Friday, August 14, 2015
Exhibit Hall, Baltimore Convention Center
Gabriel Carlisle, Biology, Augustana College, Sioux Falls, SD
Steven L. Matzner, Biology, Augustana University, Sioux Falls, SD
Seasson Vitiello, Biology, Augustana College, Sioux Falls, SD

With the threat of climate change and increasing demands for water resources, agricultural production may be more susceptible to drought-related crop losses. Understanding the mechanisms by which plants respond to drought stress is essential.  A recent microarray study (Gong et. al 2010) identified 670 differentially expressed genes in tomatoes. Our goal is to identify regulatory elements associated with these differentially expressed genes.  In addition, we hope to determine whether these elements work as enhancers or silencers of expression and whether combinatorial gene regulation is occurring in this system.  Original sequence accession numbers for the 670 genes were obtained from the Gong et al. paper.  Full genomic sequences were extracted from the tomato genome (  To identify specific regulatory motifs, the promoter region (3kb upstream) of all 670 gene sequences were analyzed using HOMER (Hypergeometric Optimization of Motif Enrichment) for denovo motif prediction.  Sequences were analyzed between the -3kb to the +1 kb transcriptional start site.  Strong candidates were selected and analyzed using JASPAR.  In house programs were used to identify the total number of binding sites for particular motifs in each of the 670 genes and to identify the average number of binding sites for regulatory elements in each gene. 


From the analysis performed using HOMER, JASPAR, and the in house software, 31 common motifs were found between all databases.
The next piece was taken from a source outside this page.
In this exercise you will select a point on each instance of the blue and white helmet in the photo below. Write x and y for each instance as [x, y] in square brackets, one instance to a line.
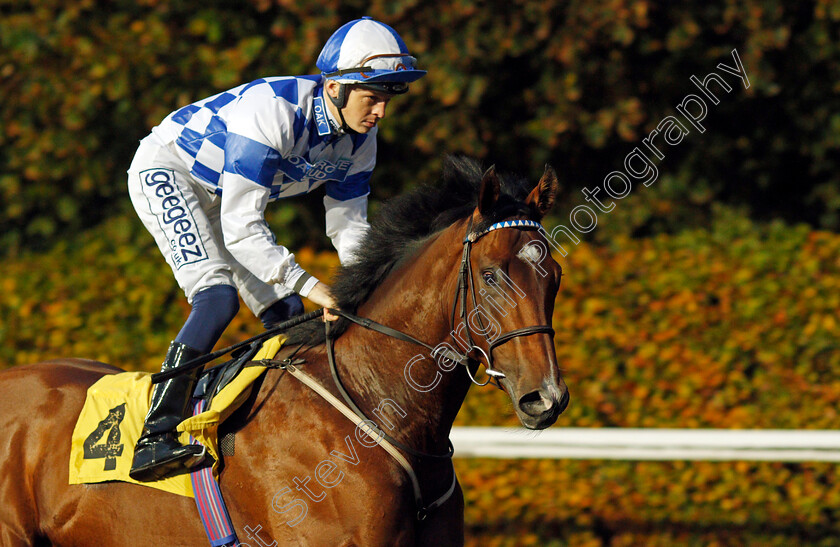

These results yielded P-values ranging from 1e-257 to 1e-67, and conservation of all target motifs ranging from 100% to 32.33%. From the 31 motifs identified, 8 were chosen and further analyzed computationally for number of binding sites within a gene. Using JASPAR, these motifs were compared with known genes to identify orthologous genes and known functions.  Similarities were found with several sequences with homology to yeast (Saccharomyces cerevisiae) genes which play roles in transcriptional response to environmental stimuli, transcriptional activation, and transcriptional silencing.  Other orthologous genes found in Zea mays, Nicotiana, and Petunia had roles related to transcription regulation, wound or growth responses and production of secondary compounds.  In summary, eight de novo regulatory sequences have been identified within the tomato genome and compared with homologous sequences with known functions in other organisms using a bioinformatics approach.  Identification of these potential transcription factor binding motifs may provide a clearer understanding of the mechanisms regulating in the differential expression of genes in response to drought.